Migrants from the surplus labour force, for example, may have liked to migrate before, but were not able to due to government restrictions. Thus, a meaningful definition of variables is not always easy.

When considering agglomeration economics in section 4.7, problems will again arise with data definition. Yixing and Ma (2003) found that China’s State Sta-tistical Bureau (SSB) does not define or consistently collect data on urbanisation levels. The term ”city” is also not adequately defined. Sometimes it can even include rural areas under the jurisdiction of the city authorities. Even in the five national censuses, the definition of urban population has not been consistent.

City and town population can wrongly include many rural residents, which will result in an overstated urbanisation rate in China.2

The size of the rural urban wage differential is also prone to miscalculations.

This is due to the benefits in kind available to urban residents. These include health care and housing and will be discussed in greater details below. Thus, disregarding these benefits will understate the income differential between the rural and urban labour force. However, it is also difficult to include a measure of benefits in kind that vary according to the geographical areas and the employment sector.

The number of migrants is also likely to be understated and variable. Many rural workers migrate illegally to urban areas and are not registered there.

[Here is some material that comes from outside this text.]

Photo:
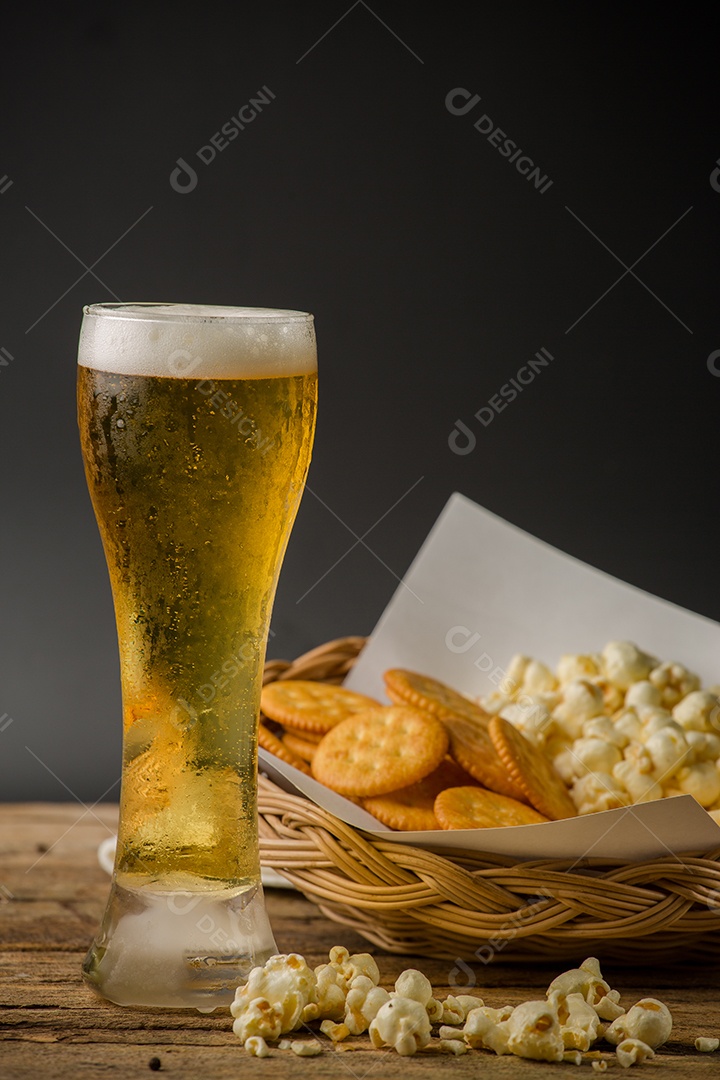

Additionally, the definition of migrants is often changed. Some temporary migrants are included while others are not. This finding is supported by Yang (1993, p.814) who states that the rural-to-urban migration rate in China has been understated. However, Goodkind and West (2002) find that the definition of the floating population has been improved. This is partly, because the government has realised that a large floating population is necessary to keep up production and growth levels. Thus, after the 1990s the amount of time that a worker had to be away form his place of registration to be considered a migrant was shortened from one year to six months (Goodkind and West, 2002, p.2248).

Additionally, the date for the official national consensus was changed from October to November in 2000. This is helpful, because many migrants return to their rural homes in October for the lunar new year and the October holidays, so that they used to be excluded from the statistics as a migrant (Goodkind and West, 2002, p.2248). These changes made to data collection have helped to make the data on Chinese migrants more accurate.

The above analysis shows that data and the resulting econometrical studies have to be interpreted with care. Variables may be over- or understated and their

2However, note that the urbanisation rate in China is low for a country at this level of economic development. For example, it is far less urbanised than India. This will be shown in section 4.8 below.